A Place To Bury Strangers @ Hafenklang, Hamburg. 23.04.12
Hamburg is one of the finest cities in the world. No, really. It has everything. Culture, incredibly charming people, possibly the most luscious selection of food and alcoholic beverages anywhere in Europe, FC St Pauli and a vibrant music scene steeped in history. It kind of made sense then that a trip to the Millerntor Stadium would fortuitously coincide with one of A Place To Bury Strangers first European ventures in nearly two years. Situated across from Hamburg's fish market, the Hafenklang is one of those venues that looks like a throwback to the 1960s. Black decor encases the whole room, while the low stage and semi-carpeted dancefloor make for an intimate setting. Which is just as well considering the next hour courtesy of Brooklyn's finest purveyors of sonic annihilation. At times it seems like the whole room is engulfed in one hugely assembled moshpit. Strings get torn, pedals broken, mic stands break and ears bleed. But then why have it any other way?
The Vaccines @ Corona Capital, Mexico City. 14.10.12
As popular on Drowned In Sound as an outbreak of syphilis they may be, but the actual reality is The Vaccines have blossomed into one of the most exciting live bands on the planet. At times it's difficult to envisage why they're such figures of hate when in all honesty, their only crime is borrowing the best from the best, siphoning it through a pop filter and occasionally rendering it better. They've never claimed to be the saviours of anything, instead preferring to embark on seemingly relentless tour schedules while churning out new compositions at a prolific rate. Which makes this mid-afternoon performance in the Mexican sun even more incredible considering the band had already spent the majority of the year on the road in between finishing their second album Come Of Age. Prior to the set vocalist Justin Young told us he was worried whether anyone would watch them. An hour later he's understandably ecstatic having seen 20,000 Mexican fans sing near enough every word back for the duration of his band's set. If anyone needed further proof that The Vaccines are anything but an overnight flash in the pan, this was it. A lesson in how to arrive in the global arena in style.
And that completes your lot folks. Sure, there were several near misses.

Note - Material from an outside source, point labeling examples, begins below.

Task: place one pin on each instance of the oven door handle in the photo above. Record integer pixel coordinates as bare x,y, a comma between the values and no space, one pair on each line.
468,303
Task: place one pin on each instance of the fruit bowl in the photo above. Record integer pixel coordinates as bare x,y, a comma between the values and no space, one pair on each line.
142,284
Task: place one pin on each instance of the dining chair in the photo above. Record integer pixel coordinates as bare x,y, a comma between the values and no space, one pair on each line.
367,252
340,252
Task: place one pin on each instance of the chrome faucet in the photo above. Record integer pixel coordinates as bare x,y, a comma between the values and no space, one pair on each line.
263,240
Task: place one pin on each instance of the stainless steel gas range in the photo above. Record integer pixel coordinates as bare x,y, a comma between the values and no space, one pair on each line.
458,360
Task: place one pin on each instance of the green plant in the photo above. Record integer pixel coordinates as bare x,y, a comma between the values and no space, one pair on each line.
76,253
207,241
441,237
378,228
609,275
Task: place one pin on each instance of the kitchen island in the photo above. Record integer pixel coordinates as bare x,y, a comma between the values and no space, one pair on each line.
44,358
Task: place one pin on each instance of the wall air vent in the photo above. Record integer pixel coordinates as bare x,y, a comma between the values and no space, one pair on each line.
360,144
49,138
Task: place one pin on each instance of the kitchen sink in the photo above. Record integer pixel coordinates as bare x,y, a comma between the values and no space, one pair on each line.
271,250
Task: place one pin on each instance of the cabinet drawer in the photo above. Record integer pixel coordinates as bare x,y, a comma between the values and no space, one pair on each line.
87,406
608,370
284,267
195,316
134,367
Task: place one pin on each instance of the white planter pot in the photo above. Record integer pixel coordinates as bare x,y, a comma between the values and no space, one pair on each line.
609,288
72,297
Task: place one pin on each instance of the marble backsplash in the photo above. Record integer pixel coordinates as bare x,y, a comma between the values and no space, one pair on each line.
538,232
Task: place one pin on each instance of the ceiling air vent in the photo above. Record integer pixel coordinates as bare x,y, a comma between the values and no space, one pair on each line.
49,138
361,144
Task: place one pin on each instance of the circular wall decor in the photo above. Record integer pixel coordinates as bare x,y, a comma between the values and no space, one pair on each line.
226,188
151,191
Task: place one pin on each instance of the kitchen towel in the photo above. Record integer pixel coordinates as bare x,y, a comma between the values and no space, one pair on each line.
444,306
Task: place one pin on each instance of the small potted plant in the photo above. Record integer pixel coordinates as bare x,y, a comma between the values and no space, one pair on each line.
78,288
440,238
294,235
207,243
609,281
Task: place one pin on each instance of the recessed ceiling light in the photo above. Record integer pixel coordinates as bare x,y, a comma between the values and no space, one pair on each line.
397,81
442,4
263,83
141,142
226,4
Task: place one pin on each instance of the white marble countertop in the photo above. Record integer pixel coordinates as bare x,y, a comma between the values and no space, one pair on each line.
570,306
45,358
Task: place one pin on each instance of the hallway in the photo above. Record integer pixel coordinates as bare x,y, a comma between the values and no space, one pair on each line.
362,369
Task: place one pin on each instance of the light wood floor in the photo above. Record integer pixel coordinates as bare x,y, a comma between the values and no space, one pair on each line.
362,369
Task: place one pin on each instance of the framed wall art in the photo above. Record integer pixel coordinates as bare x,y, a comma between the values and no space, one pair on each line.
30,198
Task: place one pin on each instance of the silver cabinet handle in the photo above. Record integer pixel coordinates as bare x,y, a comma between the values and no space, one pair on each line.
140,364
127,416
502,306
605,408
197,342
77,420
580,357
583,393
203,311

M83 and The Antlers both owning Latitude in different ways, Ian McCulloch accompanied by Ian Broudie turning Nottingham Rescue Rooms into a communal Bunnymen singalong last month. The Wedding Present at the same venue a week earlier too, and Dog Is Dead's album launch at the legendary Boat Club. Above all, it's been an excellent year for live music. Let's hope 2013 is just as good.
Discuss: Whose live performances stood out for you in 2012? Which artists are you most looking forward to seeing next year?